Jugaré
a ser Dios, pero no en eso de estar creando mundos, hacer florecer la vida o
hacerle mantenimiento al universo. No. Eso sería mucho para ponerse en eso. Mejor
es ponerse a juzgar, a condenar… eso sí que es más fácil. Es más fácil dar el
último empujón a quién por voluntad o fingiendo no tenerla, se ha colocado al
borde del barranco. Es más fácil meter toda la vida de alguien, masticarla con
infamia y escupirla con morbo hacia el basurero de la ligereza… esa, que tanto nos
emociona usar. Pienso en armar un catálogo propio, bien acomodadito, brillante,
de los niveles de moral que la gente practica y, ¿por qué no?, asignar el
castigo al que se hacen susceptibles de recibir la gentecita que anda
quitándole la tranquilidad a los vecindarios, a las familias, a mí, por
supuesto. Apuntaré con este dedo, este que ya tiene experiencia en el oficio de
señalar al culpable, lo comentaré con mis círculos sociales y, tal vez, hasta
gozaré recitarlo al propio condenado.
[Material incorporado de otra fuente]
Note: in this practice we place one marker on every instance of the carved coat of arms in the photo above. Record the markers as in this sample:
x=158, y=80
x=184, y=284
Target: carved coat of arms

Algo que se me vino la mente en una
revelación hace poco y que servirá para acometer esta nueva y encomiable tarea,
es hacer que todos ignoren, inventen o al menos callen la historia, el relato
de vida de quien nos ocupe. Hay que eliminar la posibilidad de que, siquiera,
existan pistas que indiquen que las infracciones fueron cometidas de buena fe, con
distracción o sin contar con las herramientas que la misma sociedad debe
proveer por medio de sus instituciones, por medio de su amor. Eso hay que
borrarlo del mapa y reescribir la historia del malo definitivo, del
irresponsable cabal, absoluto. Si no logramos esto último, habremos fallado y
todos creerán que todo tiene una buena razón para ocurrir; que hasta el más
terrible de los crímenes tiene una razón de ser cobijada por la hipocresía y el
olvido voluntario de quienes tenemos la tarea de construir una mejor sociedad.